On Thu, 30 Dec 2004, Jon Johanning wrote:
> On Dec 30, 2004, at 11:42 AM, Chris Doss wrote:
>> I think Wittgenstein is not on your side in this, BTW.
>> (He certainly took religion very seriously.)
>
> He did, and so do I, in a fashion. But do you known any of his writings in
> which he took the proofs for the existence of God seriously, or stated that
> the monotheistic God exists? If you do, I'd certainly like to be pointed to
> them.
>
I'm a big Ludwig fan, so I'll jump in on Chris here: if you asked LW the question above, he'd say it's a silly philosopher's question. What interested him here was how people treat statements as truths in a given language game. A statement is not a truth or certainty because it corresponds to reality (that's back to the Tractatus, which LW considered a colossal mistake). Rather, when we say something is certain or true, it's our way of saying we can't imagine otherwise, given the language game we're playing. In On Certainty, he uses the metaphor of the hinge: true/certain statements are hinges upon which our doubts and questions turn. (If everything is doubted, then we can't engage in any language games at all!)

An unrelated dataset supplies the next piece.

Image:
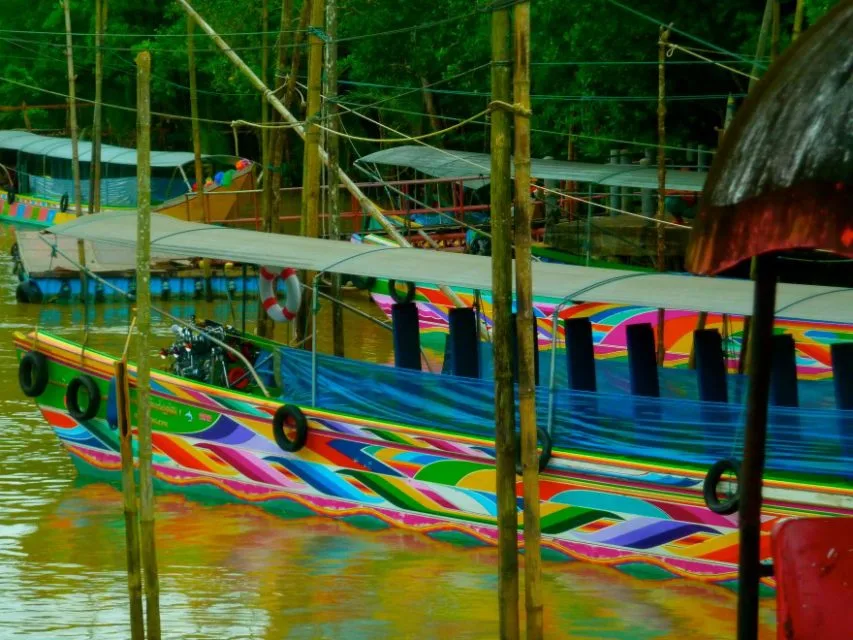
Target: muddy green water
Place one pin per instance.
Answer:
(235, 571)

Now, are these "hinges" of certain statements--e.g., "There is a God", "I have two hands"--true in the sense that Jon wants to posit? That question is irrelevant to LW. To understand the use of these hinges, we need to analyze the language games, and the question of whether or not the language games refer to reality does not help us to understand why people treat certain ideas as hinges of certainty about which their doubts turn. (Instead, we need to look to socialization, culture, group interaction-- what he called "forms of life"--that make possible and are reinforced by the everyday use of language.)
So what interests LW is how claims like "God exists" become certain statements in specific forms of life. In contrast, creating or refuting philosophical arguments about the existence of God was in LW's view a ridiculous waste of time.